Over 200 million miles away, NASA’s OSIRIS-REx spacecraft on Tuesday unfurled its robotic arm and descended to the surface of the asteroid Bennu. It appeared to crush some rock as it touched down, quickly fired some nitrogen gas to kick up the sample and then after 5 or 6 seconds it flew away to safety after a back-away burn.
One day after the “tag,” NASA officials announced that the sample collection appeared to have been it to be a successful, and they released images and video of the dramatic scoop. The spacecraft touched down within three feet of the Nightingale target location and NASA officials said that most of the sample collection occurred in the first three seconds.
The sample will consist of grains of a surface that has experienced none of the ever-active geology on Earth, no modifications caused by life, and little of the erosion and weathering. In other words, it will be a sample of the very early solar system from which our planet arose.
The asteroid visit is the first ever accomplished by NASA, following in the path set by the Japan Aerospace Exploration Agency (JAXA) and its two Hayabusa missions.
“This amazing first for NASA demonstrates how an incredible team from across the country came together and persevered through incredible challenges to expand the boundaries of knowledge,” said NASA Administrator Jim Bridenstine. “Our industry, academic, and international partners have made it possible to hold a piece of the most ancient solar system in our hands.”

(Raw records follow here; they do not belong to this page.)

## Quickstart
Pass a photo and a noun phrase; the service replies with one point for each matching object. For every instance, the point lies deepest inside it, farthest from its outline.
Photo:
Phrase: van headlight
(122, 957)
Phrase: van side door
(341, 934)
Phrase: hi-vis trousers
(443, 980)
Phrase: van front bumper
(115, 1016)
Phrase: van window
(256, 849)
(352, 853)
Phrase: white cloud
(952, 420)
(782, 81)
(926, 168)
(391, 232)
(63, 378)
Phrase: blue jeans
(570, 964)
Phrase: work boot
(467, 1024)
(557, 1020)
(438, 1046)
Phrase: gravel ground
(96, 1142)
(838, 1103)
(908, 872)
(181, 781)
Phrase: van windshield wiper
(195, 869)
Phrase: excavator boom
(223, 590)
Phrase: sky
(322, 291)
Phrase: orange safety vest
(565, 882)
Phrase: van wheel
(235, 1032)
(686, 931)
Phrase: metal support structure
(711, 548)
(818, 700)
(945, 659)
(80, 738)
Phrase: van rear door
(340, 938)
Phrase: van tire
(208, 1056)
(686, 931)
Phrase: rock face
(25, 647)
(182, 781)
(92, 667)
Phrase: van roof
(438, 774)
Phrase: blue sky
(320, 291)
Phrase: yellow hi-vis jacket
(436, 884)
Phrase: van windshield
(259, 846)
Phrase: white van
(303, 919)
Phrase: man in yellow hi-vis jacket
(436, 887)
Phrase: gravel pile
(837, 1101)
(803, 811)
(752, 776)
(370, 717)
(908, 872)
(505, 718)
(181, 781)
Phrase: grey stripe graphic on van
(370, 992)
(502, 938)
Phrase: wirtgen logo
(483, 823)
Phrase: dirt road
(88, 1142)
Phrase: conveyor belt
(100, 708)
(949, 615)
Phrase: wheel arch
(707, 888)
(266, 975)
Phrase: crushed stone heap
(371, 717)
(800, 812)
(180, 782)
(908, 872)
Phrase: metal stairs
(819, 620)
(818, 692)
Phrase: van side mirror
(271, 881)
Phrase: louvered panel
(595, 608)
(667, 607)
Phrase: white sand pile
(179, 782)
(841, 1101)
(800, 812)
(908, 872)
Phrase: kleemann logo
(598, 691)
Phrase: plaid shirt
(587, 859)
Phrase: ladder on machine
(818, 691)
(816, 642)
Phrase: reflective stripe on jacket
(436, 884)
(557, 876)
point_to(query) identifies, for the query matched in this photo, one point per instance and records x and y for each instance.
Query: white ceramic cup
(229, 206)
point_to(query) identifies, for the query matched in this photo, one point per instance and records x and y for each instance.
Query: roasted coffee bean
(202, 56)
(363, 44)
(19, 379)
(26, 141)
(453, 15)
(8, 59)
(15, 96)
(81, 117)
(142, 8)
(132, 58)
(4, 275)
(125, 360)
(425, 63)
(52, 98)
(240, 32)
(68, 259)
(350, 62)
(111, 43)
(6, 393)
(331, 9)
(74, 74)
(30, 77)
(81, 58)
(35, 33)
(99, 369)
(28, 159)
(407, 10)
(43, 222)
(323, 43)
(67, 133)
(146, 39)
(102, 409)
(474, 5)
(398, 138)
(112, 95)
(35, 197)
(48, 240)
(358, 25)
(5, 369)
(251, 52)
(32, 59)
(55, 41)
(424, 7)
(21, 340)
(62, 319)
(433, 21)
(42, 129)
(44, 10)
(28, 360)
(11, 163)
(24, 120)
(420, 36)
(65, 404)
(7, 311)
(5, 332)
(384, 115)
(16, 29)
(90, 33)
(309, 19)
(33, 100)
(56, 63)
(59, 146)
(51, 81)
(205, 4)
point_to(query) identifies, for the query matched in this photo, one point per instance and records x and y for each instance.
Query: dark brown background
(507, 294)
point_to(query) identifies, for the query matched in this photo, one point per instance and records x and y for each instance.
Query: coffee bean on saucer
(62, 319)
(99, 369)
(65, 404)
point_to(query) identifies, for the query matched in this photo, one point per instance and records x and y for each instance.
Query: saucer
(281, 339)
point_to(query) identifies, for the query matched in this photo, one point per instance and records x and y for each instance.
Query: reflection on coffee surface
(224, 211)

While it remains somewhat unclear how much sample was collected by OSIRIS-REx, the mission’s principal investigator, Dante Lauretta of the University of Arizona, said he was optimistic.
The sampling mechanism touched down in part on a rock about 8 inches wide, something that could have prevented the gathering mechanism from pressing up properly against the surface.
“I must have watched about a hundred times last night,” Lauretta, said during a news conference on Wednesday.